SAN DIEGO (Legal Newsline) – A case from the San Diego County Superior Court alleging elder abuse will go to arbitration, the California 4th District Court of Appeal has ruled.
The defendants in the suit include Italian Maple Holdings, owner of La Paloma Healthcare Center in Oceanside, California. The court made the ruling July 31
According to the appeals court's decision, Marlene Baker LaBerge, 73, was admitted to La Paloma Healthcare Center in September 2014 with osteomyelitis (a bone infection) and high blood pressure. The opinion states staff found her vomiting in a restroom on Oct. 5, 2014, and left her alone.
Later, she was found on the floor after a fall and taken to a hospital, where she later died. The opinion states an autopsy concluded she died of blunt force injuries to her head and torso.
A week after LaBerge was admitted to La Paloma, she had allegedly signed two arbitration agreements that said the parties had 30 days to rescind the agreement. LaBerge died 10 days after signing the agreements.
Her heirs - Suzanne Marx, Paul LaBerge and Talmadge Baker - filed suit alleging elder abuse, violations of the Patient's Bill of Rights as codified at Health and Safety Code section 1430, negligence and wrongful death.

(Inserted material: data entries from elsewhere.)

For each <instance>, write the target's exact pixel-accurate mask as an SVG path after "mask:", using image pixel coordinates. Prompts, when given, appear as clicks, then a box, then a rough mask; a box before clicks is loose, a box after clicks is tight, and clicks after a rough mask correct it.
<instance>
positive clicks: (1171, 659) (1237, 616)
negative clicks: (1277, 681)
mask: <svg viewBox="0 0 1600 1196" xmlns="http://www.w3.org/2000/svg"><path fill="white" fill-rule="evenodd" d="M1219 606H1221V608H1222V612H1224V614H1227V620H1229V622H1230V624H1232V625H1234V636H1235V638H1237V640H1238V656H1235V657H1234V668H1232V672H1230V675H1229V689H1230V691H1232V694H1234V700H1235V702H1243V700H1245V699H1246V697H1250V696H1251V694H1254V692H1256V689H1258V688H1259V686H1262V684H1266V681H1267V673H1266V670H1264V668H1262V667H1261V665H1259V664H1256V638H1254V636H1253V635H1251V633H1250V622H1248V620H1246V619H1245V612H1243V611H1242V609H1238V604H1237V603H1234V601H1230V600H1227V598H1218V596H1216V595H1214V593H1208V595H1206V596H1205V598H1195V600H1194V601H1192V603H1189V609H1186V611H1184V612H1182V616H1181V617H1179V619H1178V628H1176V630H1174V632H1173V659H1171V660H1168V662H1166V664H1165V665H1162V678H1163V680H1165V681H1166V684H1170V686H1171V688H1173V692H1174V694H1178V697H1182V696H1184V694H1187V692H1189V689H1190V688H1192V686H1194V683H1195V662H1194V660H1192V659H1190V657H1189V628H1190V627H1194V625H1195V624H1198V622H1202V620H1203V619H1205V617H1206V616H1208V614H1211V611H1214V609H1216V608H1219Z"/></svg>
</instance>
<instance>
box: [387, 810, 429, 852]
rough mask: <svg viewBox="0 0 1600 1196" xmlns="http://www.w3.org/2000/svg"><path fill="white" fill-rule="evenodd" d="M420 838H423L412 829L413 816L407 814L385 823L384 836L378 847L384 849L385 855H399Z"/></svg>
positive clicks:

The defendants filed a motion to compel arbitration. They argued that the arbitration agreements were in effect. They cited a more recent case, Scott v. Yoho (2016), that concluded that “The 30-day rescission period contained in section 1295, subdivision (c) violates the Federal Arbitration Act (FAA) and is thus preempted,” according to the opinion.
According to the opinion, “The superior court denied the petition to compel arbitration, relying on Rodriguez v. Superior Court (2009) 176 Cal.App.4th 1461 (Rodriguez) to conclude that the agreements were not effective until the 30-day rescission period passed without either party rescinding the agreements; because LaBerge died before the expiration of the 30-day rescission period, the agreements could not be given effect.”
The appellate court concluded that the arbitration agreements are valid.
Jon Williams of Williams Iagmin LLP, defense attorney, would not comment on the decision.